A bank security primer on 'structuring'

New form of money laundering seeks to stay under traditional federal oversights


NEW YORK – March 12, 2008 – A commonly-used form of money laundering called “structuring” has recently emerged in the news.

According to Dr. Michael Recce, chief scientist at Fortent, a New York company focused on risk, compliance and information technology, “Structuring is a favorite method used by money launderers to attempt to avoid detection."

“Due to the Bank Secrecy Act and the USA PATRIOT Act regulations, banks are required to report customer transactions of $10,000 or more to federal authorities," said Recce. "So in order to get around these requirements, an individual could ‘structure’ or divide payments into a set of transactions where each individual transaction is below this $10,000 threshold. This maneuver increases the chances that the individual would fly under the radar of banks’ compliance departments.
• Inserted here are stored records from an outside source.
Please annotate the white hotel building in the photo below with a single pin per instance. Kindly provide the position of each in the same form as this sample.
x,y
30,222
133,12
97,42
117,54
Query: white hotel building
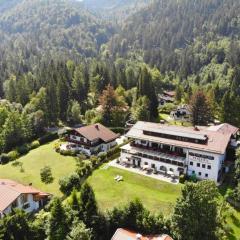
x,y
179,150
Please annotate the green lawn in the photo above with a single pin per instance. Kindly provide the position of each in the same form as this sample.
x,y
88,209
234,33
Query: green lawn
x,y
34,161
155,195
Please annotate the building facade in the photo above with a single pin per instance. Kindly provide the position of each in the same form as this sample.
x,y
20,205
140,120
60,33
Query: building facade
x,y
92,139
15,195
180,150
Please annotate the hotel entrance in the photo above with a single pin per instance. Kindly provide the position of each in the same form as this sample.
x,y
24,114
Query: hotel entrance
x,y
136,161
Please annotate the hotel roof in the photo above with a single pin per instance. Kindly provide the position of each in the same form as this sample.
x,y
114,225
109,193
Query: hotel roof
x,y
123,234
10,191
217,137
97,131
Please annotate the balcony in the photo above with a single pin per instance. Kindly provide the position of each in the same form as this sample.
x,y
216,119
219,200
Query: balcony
x,y
158,150
154,155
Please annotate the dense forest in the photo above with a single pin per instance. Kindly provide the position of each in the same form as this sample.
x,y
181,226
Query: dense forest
x,y
65,62
115,10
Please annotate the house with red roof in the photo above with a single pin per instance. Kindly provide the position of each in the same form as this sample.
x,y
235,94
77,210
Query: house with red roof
x,y
16,195
124,234
175,150
92,139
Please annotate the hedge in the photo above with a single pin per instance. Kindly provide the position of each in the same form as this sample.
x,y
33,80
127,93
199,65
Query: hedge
x,y
119,130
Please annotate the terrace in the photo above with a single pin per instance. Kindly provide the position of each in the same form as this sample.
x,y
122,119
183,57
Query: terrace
x,y
154,155
178,152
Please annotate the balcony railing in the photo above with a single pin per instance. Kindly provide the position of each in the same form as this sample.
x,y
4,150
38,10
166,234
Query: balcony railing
x,y
159,150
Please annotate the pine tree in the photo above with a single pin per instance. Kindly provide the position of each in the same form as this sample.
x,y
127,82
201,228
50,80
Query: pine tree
x,y
197,212
58,228
200,109
146,88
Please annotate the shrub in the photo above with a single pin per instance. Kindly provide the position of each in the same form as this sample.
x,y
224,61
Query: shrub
x,y
35,144
4,158
182,178
46,175
167,108
113,151
68,152
67,184
13,155
24,149
119,130
102,156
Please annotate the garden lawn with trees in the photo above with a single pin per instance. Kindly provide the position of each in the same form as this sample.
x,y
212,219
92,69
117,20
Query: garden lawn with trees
x,y
33,162
157,196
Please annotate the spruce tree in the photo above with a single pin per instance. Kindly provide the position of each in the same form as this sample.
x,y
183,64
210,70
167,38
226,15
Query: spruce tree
x,y
201,112
58,228
146,88
197,214
88,206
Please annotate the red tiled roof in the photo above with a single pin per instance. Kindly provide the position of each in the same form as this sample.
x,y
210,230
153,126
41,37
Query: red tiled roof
x,y
224,128
217,142
170,93
97,131
10,191
123,234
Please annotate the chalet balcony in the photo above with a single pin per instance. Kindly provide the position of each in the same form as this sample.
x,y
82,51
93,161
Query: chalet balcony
x,y
139,153
159,150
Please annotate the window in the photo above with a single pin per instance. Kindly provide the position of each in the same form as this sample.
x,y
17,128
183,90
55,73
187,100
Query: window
x,y
24,198
14,204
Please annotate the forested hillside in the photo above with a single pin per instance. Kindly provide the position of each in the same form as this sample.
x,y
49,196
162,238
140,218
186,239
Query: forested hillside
x,y
116,10
186,37
35,31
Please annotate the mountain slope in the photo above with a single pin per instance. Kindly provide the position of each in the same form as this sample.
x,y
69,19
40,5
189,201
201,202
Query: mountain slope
x,y
166,29
33,30
6,4
115,9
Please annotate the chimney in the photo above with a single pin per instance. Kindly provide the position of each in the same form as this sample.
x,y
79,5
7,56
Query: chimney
x,y
138,236
196,128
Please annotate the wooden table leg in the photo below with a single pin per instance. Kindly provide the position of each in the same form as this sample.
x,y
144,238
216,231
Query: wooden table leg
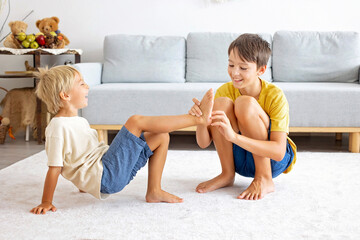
x,y
36,59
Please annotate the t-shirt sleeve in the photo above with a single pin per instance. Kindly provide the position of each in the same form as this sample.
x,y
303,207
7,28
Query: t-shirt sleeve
x,y
279,113
55,151
226,90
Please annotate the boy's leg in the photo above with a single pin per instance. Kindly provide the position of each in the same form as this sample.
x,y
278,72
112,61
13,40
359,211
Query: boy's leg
x,y
158,143
163,124
254,123
223,148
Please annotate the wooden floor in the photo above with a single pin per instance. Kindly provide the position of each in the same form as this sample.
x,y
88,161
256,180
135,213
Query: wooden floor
x,y
16,150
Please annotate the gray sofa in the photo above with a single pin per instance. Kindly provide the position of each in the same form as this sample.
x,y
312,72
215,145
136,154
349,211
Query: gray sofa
x,y
318,72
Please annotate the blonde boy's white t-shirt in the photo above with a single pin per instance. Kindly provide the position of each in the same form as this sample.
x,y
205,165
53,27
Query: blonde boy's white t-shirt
x,y
74,146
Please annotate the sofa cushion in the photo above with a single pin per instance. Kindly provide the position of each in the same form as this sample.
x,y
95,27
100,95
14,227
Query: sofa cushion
x,y
207,57
316,56
323,104
335,105
129,58
114,103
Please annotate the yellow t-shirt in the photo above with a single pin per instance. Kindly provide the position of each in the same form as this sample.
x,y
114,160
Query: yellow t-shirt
x,y
273,101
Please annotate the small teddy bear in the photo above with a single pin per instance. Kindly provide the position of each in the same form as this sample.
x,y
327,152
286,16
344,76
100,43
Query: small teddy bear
x,y
16,28
53,41
49,25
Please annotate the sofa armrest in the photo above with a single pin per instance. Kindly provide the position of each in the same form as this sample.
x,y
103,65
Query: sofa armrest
x,y
91,72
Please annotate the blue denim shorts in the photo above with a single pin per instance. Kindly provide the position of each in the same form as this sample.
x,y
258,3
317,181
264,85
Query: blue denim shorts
x,y
125,156
245,166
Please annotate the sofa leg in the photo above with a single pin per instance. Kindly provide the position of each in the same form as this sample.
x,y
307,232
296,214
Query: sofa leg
x,y
102,135
354,142
338,136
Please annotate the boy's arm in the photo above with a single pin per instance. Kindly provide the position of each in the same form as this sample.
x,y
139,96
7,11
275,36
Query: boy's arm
x,y
274,149
203,136
49,189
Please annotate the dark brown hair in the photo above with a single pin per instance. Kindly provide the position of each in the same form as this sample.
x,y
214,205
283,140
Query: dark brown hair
x,y
251,48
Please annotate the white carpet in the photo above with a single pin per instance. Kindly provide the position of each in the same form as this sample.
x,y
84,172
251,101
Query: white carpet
x,y
319,199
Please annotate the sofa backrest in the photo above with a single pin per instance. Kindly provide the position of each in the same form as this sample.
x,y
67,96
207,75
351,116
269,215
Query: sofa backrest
x,y
142,59
207,56
316,56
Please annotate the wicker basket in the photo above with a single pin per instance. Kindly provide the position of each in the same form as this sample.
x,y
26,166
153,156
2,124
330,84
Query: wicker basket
x,y
3,132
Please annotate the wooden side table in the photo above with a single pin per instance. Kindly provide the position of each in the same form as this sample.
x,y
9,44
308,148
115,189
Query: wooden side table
x,y
37,53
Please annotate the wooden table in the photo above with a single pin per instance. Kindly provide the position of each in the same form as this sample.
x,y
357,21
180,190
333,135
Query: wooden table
x,y
37,53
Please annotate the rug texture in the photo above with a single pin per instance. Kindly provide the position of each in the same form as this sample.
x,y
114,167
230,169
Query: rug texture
x,y
319,199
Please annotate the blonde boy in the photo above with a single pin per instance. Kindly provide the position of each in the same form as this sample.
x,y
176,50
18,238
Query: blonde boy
x,y
250,123
74,151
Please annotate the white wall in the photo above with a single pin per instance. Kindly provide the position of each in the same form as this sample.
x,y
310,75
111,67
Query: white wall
x,y
86,22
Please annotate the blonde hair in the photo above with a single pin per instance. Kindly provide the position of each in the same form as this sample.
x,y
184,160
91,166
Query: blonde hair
x,y
52,82
251,48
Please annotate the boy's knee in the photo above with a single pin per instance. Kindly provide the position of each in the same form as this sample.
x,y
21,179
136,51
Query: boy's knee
x,y
245,108
165,138
223,103
133,121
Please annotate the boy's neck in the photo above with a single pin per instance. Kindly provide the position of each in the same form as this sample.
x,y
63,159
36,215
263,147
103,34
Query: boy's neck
x,y
67,112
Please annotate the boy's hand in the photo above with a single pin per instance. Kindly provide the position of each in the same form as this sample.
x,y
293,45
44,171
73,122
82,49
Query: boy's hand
x,y
195,110
223,125
43,208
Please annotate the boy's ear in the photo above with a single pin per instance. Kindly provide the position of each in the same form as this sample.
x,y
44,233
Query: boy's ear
x,y
262,70
64,96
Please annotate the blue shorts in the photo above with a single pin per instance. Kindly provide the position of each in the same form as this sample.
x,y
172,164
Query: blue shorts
x,y
245,166
125,156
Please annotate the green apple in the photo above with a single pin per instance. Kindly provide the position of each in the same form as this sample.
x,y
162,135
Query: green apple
x,y
30,38
25,43
34,45
21,36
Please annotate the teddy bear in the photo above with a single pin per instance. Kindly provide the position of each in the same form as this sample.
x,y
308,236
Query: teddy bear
x,y
16,28
53,41
19,110
48,25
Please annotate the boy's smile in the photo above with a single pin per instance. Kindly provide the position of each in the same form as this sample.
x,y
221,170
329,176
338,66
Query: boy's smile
x,y
75,99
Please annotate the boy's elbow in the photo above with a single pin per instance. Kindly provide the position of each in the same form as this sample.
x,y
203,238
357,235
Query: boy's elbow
x,y
203,144
280,156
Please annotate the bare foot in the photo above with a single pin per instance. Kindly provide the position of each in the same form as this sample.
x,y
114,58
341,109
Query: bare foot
x,y
258,189
206,106
217,182
161,196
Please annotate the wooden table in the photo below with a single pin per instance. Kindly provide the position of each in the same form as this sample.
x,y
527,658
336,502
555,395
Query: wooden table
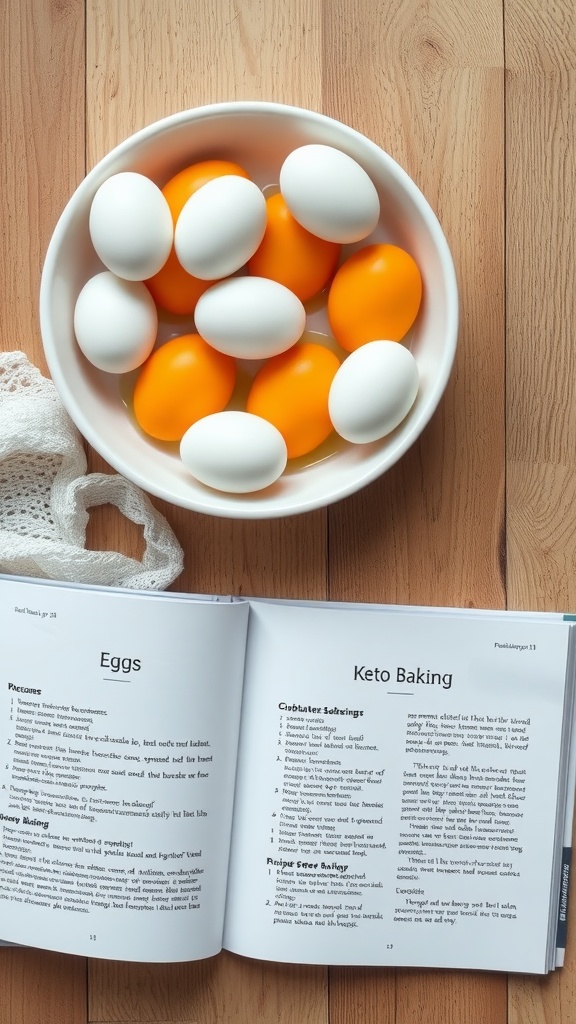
x,y
477,101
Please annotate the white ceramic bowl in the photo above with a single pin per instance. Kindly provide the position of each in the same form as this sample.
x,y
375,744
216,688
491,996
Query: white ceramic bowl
x,y
257,135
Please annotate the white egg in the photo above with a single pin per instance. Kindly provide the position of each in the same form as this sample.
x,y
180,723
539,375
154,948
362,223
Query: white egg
x,y
250,317
220,226
234,452
329,194
373,390
115,322
131,225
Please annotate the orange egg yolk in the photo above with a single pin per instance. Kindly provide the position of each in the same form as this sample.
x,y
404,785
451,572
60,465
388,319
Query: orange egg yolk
x,y
179,383
375,296
291,255
291,391
178,189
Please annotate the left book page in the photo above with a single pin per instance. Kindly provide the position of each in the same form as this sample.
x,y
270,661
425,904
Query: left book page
x,y
119,722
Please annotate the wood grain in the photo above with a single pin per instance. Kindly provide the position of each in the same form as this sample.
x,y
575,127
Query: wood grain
x,y
477,101
432,527
209,52
541,322
42,161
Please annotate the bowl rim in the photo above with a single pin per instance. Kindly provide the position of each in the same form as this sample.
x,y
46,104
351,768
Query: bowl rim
x,y
335,491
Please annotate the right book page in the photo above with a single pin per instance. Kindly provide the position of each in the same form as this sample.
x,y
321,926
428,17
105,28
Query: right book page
x,y
401,791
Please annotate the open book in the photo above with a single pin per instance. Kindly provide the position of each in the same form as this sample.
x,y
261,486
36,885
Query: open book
x,y
305,782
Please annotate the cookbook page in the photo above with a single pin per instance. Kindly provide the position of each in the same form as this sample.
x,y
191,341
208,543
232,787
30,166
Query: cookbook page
x,y
118,730
398,787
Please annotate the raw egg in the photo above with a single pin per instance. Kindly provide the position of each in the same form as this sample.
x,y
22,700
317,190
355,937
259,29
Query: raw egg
x,y
179,383
174,289
250,317
220,226
178,189
291,255
291,391
329,193
130,225
373,390
235,452
115,323
375,294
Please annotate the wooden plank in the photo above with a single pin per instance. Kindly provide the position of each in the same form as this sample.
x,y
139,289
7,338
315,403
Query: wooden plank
x,y
148,58
38,987
429,531
42,131
42,161
541,323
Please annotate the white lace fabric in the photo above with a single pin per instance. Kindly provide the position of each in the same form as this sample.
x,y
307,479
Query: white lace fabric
x,y
45,495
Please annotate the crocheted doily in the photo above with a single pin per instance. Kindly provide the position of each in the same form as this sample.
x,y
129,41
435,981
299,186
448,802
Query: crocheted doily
x,y
45,495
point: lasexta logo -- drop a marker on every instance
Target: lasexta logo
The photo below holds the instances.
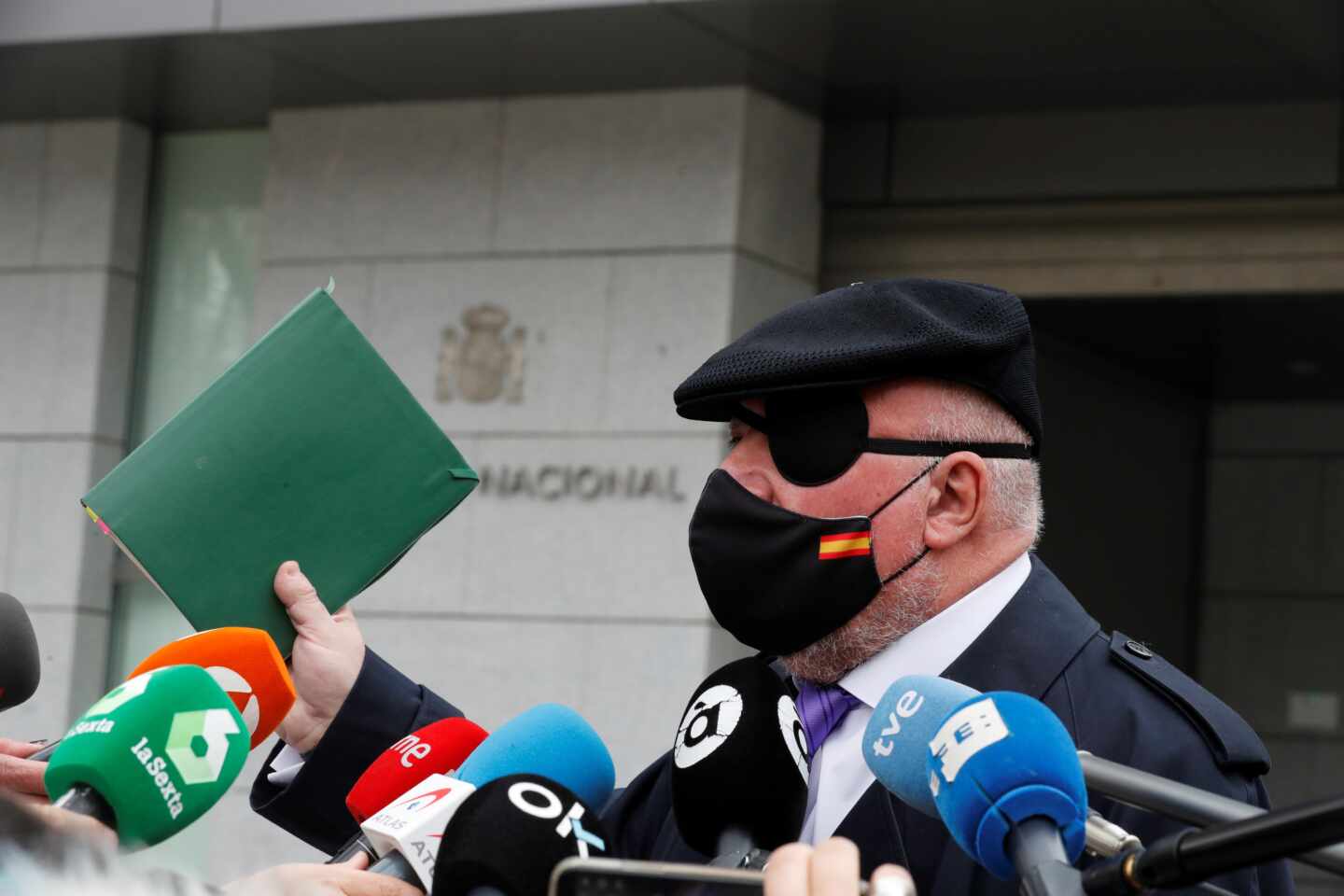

“Divided transactions raise suspicion levels, and banks have systems in place to detect just this sort of criminal behavior.”

Common signs of structuring, said Recce, include:

1. Movement of cash in multiple transactions under $10,000 – “Obviously, not every transaction of under $10,000 is suspect, but if banks see a pattern of cash movement to the same account when it doesn’t seem to make sense, this raises red flags.”

2. Attempts to take the sender’s name off wire transfers – “If you have nothing to hide, why would you try to conceal your transactions?”

3. Large cash deposits made to ATMs – “Most people deposit checks, not cash, into ATMs, so banks’ systems tend to raise red flags for these types of transactions.”

“To detect structuring,” says Dr. Recce, “anti-money laundering systems, such as Fortent’s, look for situations in which multiple transactions of slightly under $10,000 are performed within short periods of time, possibly at multiple branches or locations of a bank.”